According to Dung, with these new products, the company can use all of the fruit before their expiry dates. “Part of these products will be shipped to China via sea, which is convenient for both China and Vietnam. From now on, we will only export by sea, not by road,” Dung added.
Along with Lavifood’s move, many other enterprises have also found different ways to diversify their products while supporting farmers.
Self-proclaimed ‘king of bread’ Kao Sieu Luc, owner of ABC Bakery, also thought of using dragon fruit in his products. He replaced 60 per cent of water with pureed dragon fruit, which means that he uses 1.4kg of the fruit for every 5 kg of wheat.
“At the early stage we bought a tonne of dragon fruit, then pureed and froze them for future use. If the product is popular, we will need 200kg of dragon fruit per day,” Luc said.
After big success with the dragon bread and long lines of people waiting to purchase some, Luc has also introduced varieties with durian filling in the middle.
“We aim to export this kind of bread after serving the domestic market. In addition, we will introduce dragon moon cake this autumn. We have also thought of using typical Vietnamese products like taro, watermelon, and avocado to bake cakes,” he added.
Also wishing to support farmers, Huynh Kim Chi’s Vikybomi Corporation, a producer of prepared mix in Ho Chi Minh City, has finished products made from wheat, dragon fruit, and watermelon such as bread and fresh noodles.
“We are a material provider, so we will not sell the products directly to consumers but transfer the formulas of these products to manufacturers for free, helping consume more agricultural products,” Chi said.
According to Chi, her corporation may create more new items from agricultural products for export.
Meanwhile, Le Duy Toan, director of Duy Anh Food Ltd., Co., said that his company had also successfully made watermelon vermicelli and dragon fruit rice crepes, which were immediately welcomed by Japanese and South Korean customers.
“In these two markets, people often use the rice crepes to roll barbecue or wrap sushi.
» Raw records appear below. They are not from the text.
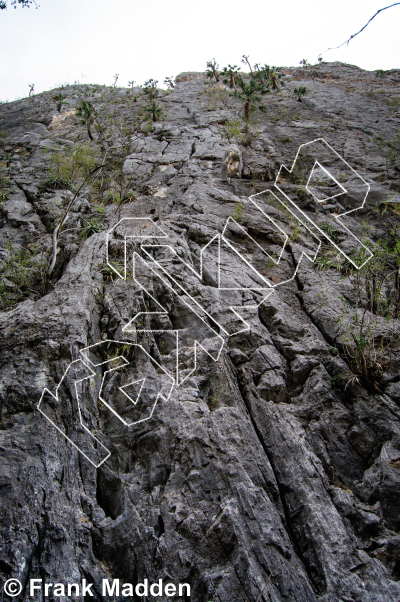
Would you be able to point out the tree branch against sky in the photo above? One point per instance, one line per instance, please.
(15, 3)
(362, 29)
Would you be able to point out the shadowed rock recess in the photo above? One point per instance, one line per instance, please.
(272, 473)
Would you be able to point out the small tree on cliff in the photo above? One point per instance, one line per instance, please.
(230, 75)
(250, 93)
(86, 112)
(212, 70)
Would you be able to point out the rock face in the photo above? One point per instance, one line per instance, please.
(269, 468)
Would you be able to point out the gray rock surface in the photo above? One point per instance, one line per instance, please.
(266, 475)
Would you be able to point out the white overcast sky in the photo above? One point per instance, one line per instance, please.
(91, 40)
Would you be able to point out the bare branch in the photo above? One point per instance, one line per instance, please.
(362, 29)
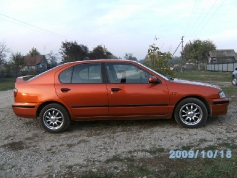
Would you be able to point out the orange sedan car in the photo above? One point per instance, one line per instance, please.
(114, 89)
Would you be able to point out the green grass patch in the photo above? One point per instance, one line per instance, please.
(7, 83)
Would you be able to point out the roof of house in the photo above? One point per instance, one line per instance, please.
(223, 53)
(34, 60)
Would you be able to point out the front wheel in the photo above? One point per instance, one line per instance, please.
(191, 113)
(54, 118)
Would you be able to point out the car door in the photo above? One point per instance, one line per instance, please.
(82, 88)
(130, 93)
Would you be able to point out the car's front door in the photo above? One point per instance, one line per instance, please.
(82, 88)
(130, 93)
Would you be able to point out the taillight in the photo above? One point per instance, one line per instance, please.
(15, 92)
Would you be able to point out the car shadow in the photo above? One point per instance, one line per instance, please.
(120, 125)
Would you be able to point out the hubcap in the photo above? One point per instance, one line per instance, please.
(53, 119)
(190, 114)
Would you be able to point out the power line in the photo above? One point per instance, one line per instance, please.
(202, 20)
(210, 17)
(191, 16)
(29, 25)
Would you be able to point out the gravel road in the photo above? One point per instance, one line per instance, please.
(26, 150)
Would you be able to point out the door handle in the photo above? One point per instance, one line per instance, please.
(115, 89)
(65, 89)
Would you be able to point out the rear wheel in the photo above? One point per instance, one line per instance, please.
(54, 118)
(191, 113)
We have just exported the first watermelon vermicelli patch to South Korea, while one customer from Japan has ordered 3.5 tonnes. We are in the process of signing an order of around three tonnes of watermelon noodles and dragon fruit rice paper for the Australian market,” Toan said.
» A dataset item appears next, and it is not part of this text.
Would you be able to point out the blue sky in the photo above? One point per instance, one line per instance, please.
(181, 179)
According to Toan, the company will continue creating similar products, while continuing to promote these new ones. “Noodles and rice paper made from dragon fruit and watermelon will be our major products. We are consuming 1-1.2 tonnes of watermelon and 300kg of dragon fruit a day. We hope to increase the amount to four tonnes of watermelon and one tonne of dragon fruit,” he added.
With experience in using sweet potatoes, beetroots, and spinach to produce vermicelli, pho, and rice paper, Toan said, “Creativity in processing agricultural products to increase their value is essential because Vietnam has strong advantages in agriculture while consumers are very fond of new products.”
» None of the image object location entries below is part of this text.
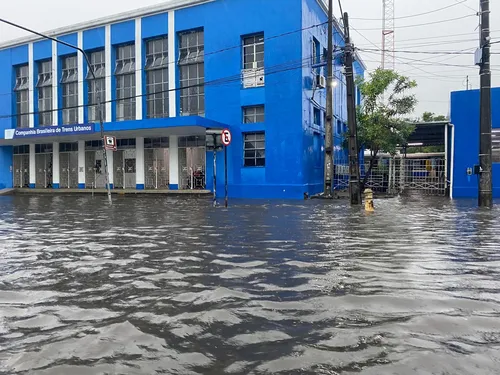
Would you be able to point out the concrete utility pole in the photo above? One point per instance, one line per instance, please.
(99, 104)
(354, 188)
(329, 108)
(485, 169)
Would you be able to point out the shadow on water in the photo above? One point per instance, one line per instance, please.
(173, 286)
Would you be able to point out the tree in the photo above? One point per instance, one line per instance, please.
(431, 117)
(382, 126)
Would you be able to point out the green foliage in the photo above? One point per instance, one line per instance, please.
(387, 100)
(431, 117)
Lauding the initiatives of enterprises, Minister of Agricultural and Rural Development Nguyen Xuan Cuong said that these were practical means to help the agricultural sector to sustainably develop in the future. “Focusing on deep processing is necessary to help the agricultural sector reach the target of $43 billion in 2020. Processing enterprises must closely connect with material areas to reduce the volume of exported fresh products,” Minister Cuong said.